Eagle's study of this area has concluded that in fact, contrary to popular belief, this is ALWAYS a more expensive way to source, certainly at a global level and even in most individual levels. An analysis we have conducted over the last 10 months involving a comparison of payrolled contractors and regularly sourced contractors against standardized rate tables supports this theory. Here are some facts:
- During this period Eagle placed 340 people against the rate table, of which 70 were "payrolled" and 270 were sourced by Eagle.
- When measured against the rate table the average payrollee was $4.12 above the table and the average regularly sourced contractor was $2.63 below the rate table. Consequently our client paid $6.75 per hour more for a "payrollee" than for a regularly sourced contractor.
- If we extrapolate over a year (2000 hours) for this scenario, the client was paying $13,500 too much for every single "payrollee".
Eagle's recommendation to clients is to do NO payrolling, instead compete every position.
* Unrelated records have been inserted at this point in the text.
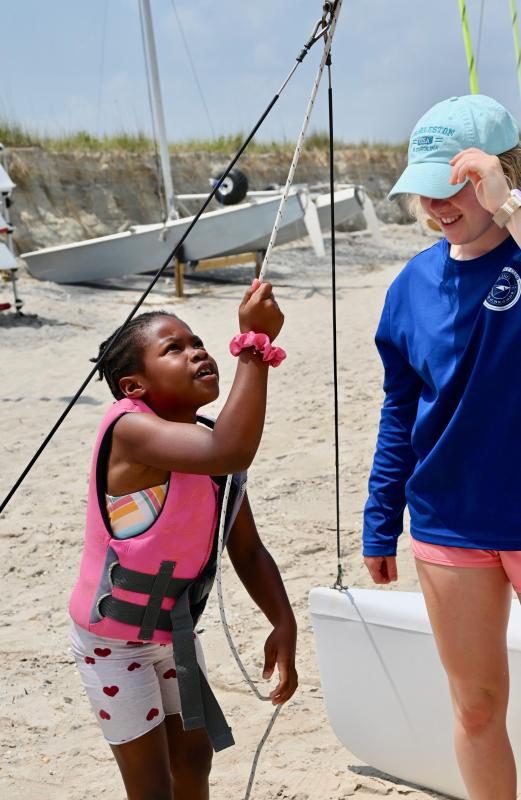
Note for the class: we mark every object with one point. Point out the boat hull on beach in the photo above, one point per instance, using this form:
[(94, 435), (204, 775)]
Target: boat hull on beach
[(385, 690), (146, 247)]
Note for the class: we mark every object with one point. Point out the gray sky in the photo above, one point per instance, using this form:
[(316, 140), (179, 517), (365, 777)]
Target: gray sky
[(67, 64)]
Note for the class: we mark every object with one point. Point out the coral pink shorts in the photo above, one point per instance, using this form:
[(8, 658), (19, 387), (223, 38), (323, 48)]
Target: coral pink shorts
[(509, 560)]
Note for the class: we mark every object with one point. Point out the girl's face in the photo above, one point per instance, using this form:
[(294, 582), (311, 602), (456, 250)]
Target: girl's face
[(465, 222), (178, 375)]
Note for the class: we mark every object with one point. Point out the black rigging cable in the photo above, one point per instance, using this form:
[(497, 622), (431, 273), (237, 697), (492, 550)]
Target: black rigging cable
[(318, 32)]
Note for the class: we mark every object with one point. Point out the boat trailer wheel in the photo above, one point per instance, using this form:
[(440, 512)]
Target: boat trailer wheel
[(233, 188)]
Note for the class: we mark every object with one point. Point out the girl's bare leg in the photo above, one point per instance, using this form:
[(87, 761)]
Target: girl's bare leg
[(190, 760), (145, 766), (468, 609)]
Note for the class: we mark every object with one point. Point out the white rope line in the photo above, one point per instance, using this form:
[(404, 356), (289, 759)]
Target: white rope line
[(249, 681), (218, 581), (300, 140), (222, 521)]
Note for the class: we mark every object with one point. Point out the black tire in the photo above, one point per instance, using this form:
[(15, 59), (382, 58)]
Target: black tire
[(233, 189)]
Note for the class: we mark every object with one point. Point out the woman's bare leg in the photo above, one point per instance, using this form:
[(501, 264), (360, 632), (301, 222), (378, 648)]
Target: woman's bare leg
[(468, 609)]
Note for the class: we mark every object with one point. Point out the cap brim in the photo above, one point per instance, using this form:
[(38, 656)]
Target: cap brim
[(428, 180)]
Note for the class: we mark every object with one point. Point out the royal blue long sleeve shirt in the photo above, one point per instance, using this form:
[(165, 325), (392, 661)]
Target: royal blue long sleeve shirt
[(449, 442)]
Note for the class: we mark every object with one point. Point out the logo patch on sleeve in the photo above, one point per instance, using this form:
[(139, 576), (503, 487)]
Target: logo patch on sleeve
[(505, 292)]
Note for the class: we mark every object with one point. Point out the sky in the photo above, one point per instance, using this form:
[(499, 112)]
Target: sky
[(67, 65)]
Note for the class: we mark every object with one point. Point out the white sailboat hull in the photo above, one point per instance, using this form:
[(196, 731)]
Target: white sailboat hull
[(146, 247), (385, 691), (346, 206)]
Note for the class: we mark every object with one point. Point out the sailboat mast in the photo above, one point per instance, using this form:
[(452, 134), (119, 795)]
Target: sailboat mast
[(157, 103)]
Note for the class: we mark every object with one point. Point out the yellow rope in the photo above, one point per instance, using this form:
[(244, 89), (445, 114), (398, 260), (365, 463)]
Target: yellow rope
[(515, 31), (473, 75)]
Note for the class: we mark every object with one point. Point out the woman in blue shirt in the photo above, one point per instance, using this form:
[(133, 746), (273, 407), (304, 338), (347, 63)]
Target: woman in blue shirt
[(449, 443)]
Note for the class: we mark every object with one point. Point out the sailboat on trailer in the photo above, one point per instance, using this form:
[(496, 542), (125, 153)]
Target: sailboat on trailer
[(233, 229)]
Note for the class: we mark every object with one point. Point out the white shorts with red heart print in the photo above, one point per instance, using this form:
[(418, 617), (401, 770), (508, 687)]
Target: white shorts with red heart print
[(131, 686)]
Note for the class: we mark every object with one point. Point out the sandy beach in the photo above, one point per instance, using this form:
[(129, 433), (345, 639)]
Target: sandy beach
[(51, 745)]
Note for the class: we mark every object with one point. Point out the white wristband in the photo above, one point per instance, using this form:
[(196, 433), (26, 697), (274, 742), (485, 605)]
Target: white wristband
[(509, 207)]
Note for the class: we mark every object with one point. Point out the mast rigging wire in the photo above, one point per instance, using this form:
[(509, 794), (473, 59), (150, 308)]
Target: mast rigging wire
[(159, 176), (102, 66), (194, 71), (327, 30)]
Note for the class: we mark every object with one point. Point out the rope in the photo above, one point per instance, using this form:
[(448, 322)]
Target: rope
[(473, 76), (175, 252), (326, 59), (328, 31), (515, 31)]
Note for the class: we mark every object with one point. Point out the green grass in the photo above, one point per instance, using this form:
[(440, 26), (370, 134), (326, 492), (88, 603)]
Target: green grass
[(13, 134)]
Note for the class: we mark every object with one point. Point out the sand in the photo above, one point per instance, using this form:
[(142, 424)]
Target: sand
[(51, 745)]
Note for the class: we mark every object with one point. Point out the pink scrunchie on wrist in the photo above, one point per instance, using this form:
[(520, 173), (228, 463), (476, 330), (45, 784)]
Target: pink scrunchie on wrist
[(261, 344)]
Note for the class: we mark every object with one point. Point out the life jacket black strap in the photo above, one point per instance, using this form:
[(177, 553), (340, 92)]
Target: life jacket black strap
[(199, 706), (143, 582), (153, 607), (131, 613)]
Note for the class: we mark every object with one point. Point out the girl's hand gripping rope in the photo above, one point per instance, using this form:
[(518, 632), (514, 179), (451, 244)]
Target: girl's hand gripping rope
[(259, 311), (279, 650)]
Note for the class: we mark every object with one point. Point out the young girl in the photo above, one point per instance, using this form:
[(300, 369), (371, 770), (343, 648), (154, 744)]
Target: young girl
[(151, 544), (450, 438)]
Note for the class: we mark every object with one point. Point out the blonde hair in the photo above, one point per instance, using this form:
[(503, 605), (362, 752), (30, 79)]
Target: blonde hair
[(510, 162)]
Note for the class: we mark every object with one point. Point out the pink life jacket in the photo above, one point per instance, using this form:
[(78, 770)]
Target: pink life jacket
[(154, 586)]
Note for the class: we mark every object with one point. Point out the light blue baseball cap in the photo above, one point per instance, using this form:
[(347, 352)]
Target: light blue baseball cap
[(473, 120)]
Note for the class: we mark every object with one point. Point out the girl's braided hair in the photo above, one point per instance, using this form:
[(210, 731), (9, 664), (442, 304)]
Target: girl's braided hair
[(125, 355)]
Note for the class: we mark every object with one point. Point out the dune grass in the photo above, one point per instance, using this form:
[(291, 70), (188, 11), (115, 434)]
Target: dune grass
[(13, 134)]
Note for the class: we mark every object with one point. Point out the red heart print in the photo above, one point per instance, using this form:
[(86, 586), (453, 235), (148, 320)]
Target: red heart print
[(170, 673), (102, 652)]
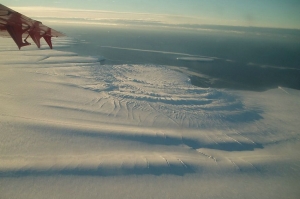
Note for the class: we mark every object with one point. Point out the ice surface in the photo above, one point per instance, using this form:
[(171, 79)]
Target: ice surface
[(73, 128)]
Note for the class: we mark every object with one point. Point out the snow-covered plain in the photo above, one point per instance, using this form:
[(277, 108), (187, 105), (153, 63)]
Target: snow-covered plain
[(72, 128)]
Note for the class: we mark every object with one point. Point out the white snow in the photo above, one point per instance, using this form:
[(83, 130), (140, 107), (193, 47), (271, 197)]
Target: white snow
[(72, 128)]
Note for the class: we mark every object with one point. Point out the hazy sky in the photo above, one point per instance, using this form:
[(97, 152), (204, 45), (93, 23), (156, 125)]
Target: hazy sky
[(270, 13)]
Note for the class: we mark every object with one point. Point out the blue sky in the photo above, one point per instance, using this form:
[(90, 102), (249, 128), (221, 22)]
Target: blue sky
[(268, 13)]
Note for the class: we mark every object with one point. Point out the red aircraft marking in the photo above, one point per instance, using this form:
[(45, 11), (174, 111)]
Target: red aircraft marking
[(18, 26)]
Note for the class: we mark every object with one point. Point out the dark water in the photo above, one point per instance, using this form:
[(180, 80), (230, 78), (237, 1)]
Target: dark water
[(244, 58)]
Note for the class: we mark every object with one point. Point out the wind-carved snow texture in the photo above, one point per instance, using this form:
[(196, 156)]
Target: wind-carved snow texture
[(67, 115)]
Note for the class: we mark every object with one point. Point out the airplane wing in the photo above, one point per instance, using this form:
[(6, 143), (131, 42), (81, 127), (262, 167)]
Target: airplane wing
[(18, 26)]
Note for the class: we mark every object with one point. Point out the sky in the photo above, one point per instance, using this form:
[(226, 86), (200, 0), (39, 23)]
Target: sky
[(261, 13)]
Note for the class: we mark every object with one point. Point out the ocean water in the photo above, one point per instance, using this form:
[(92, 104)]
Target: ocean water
[(218, 57)]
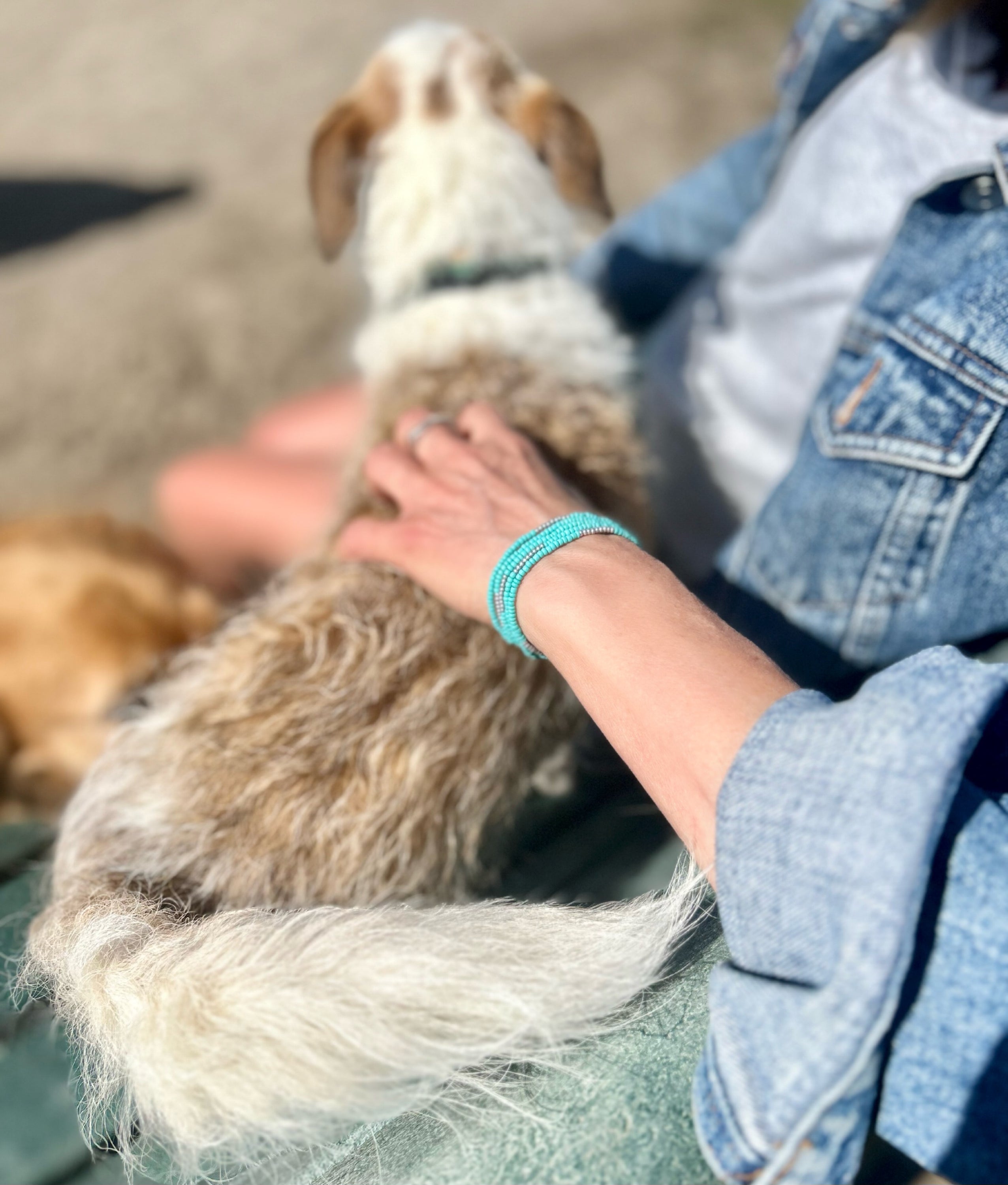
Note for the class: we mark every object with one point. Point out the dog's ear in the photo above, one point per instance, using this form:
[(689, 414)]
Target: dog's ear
[(564, 140), (339, 154)]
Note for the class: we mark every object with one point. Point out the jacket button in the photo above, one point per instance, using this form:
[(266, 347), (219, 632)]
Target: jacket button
[(981, 194)]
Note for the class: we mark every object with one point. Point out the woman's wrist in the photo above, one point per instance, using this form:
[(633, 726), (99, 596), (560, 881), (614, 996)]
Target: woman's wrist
[(558, 591), (674, 689)]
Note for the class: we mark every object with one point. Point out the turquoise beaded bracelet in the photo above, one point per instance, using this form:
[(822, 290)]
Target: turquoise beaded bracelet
[(524, 555)]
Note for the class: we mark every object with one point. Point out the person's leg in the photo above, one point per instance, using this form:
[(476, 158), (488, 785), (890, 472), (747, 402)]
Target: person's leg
[(229, 511), (319, 423)]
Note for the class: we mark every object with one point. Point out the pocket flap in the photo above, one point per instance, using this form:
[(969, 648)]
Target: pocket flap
[(906, 403)]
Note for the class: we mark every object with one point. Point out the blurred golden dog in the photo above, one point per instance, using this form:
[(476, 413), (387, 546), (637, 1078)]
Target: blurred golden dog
[(88, 609)]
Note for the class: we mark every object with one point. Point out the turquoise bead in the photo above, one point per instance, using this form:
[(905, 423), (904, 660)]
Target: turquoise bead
[(524, 555)]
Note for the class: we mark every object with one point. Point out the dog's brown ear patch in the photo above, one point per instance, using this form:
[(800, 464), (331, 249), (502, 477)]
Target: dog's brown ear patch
[(339, 153), (564, 140)]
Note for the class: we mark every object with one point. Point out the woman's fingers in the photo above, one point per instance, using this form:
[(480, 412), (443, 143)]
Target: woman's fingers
[(481, 423), (440, 447)]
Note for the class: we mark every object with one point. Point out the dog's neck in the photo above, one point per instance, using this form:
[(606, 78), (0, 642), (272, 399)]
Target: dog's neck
[(466, 194), (547, 320), (466, 246)]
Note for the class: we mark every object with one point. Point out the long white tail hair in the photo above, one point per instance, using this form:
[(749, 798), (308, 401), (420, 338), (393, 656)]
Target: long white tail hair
[(233, 1035)]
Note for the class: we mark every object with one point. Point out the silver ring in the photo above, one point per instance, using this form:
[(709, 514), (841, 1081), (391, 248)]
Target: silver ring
[(433, 421)]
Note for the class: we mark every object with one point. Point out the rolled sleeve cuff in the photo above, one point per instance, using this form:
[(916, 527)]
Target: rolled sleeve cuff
[(827, 824)]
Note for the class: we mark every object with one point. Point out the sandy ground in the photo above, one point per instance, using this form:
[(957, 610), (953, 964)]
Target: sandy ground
[(130, 343)]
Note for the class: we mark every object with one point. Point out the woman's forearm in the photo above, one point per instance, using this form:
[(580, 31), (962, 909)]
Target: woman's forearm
[(672, 687)]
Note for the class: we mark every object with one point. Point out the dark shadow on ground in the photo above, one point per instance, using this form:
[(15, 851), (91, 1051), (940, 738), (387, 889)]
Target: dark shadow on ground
[(36, 211)]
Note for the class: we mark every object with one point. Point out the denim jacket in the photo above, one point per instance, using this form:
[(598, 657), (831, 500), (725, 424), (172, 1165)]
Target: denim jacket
[(891, 531), (861, 852)]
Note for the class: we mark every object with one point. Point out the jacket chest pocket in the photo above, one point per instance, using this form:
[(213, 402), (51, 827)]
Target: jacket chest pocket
[(861, 524), (917, 400)]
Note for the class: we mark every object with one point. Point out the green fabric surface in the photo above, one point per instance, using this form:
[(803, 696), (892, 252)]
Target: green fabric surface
[(21, 842), (619, 1112), (616, 1111), (39, 1137)]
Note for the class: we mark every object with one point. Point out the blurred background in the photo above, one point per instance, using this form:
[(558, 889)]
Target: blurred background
[(158, 278)]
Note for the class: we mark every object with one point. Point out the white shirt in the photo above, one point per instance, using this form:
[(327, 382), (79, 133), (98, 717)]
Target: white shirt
[(790, 284)]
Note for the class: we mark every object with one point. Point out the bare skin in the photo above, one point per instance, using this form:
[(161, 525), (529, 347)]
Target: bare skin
[(673, 688), (254, 508)]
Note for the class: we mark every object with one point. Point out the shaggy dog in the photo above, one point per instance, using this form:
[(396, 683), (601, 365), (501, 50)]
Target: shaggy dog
[(88, 609), (223, 938)]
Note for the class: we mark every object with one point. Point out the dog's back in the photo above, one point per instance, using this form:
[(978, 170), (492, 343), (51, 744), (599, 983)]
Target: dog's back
[(346, 740)]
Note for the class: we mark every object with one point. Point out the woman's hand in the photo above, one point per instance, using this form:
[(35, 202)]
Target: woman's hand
[(464, 496)]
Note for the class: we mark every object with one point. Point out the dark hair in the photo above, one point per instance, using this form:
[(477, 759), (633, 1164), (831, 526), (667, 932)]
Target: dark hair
[(994, 16)]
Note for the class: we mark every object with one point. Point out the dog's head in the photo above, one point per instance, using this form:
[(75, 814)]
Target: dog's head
[(468, 158)]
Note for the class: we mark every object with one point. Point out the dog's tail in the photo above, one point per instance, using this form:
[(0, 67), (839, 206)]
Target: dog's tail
[(235, 1033)]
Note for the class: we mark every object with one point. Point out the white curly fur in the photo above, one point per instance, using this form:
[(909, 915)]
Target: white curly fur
[(216, 940)]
The focus of this discussion has been on cost ... and certainly, as shown, "payrollees" cost more than regular contractors, but there are even more reasons not to source this way:
1. There is a cost to a client when their own people are sourcing candidates. Time taken for this activity is time taken away from their core responsibility.
2. When a client brings in a "friend" or "friend of a friend" in this way a conflict of interest is created. It is possible the new resource may not be subject to the same rigor that would be expected of an agency sourced candidate. There may even be a reluctance to critique, or censure a friend.
3. When a client finds their own candidates, negotiates terms and then hands them to an agency for "payrolling" the risks associated with co-employment are significantly increased.
So now, the clients are paying more money and increasing risk in the area of co-employment in addition to creating a potential conflict of interest. The staffing industry survives and thrives by finding the right resources to meet our client's needs ... and we do it quickly and at the best market rates. Clearly "payrolling" is not a good corporate answer to staffing needs.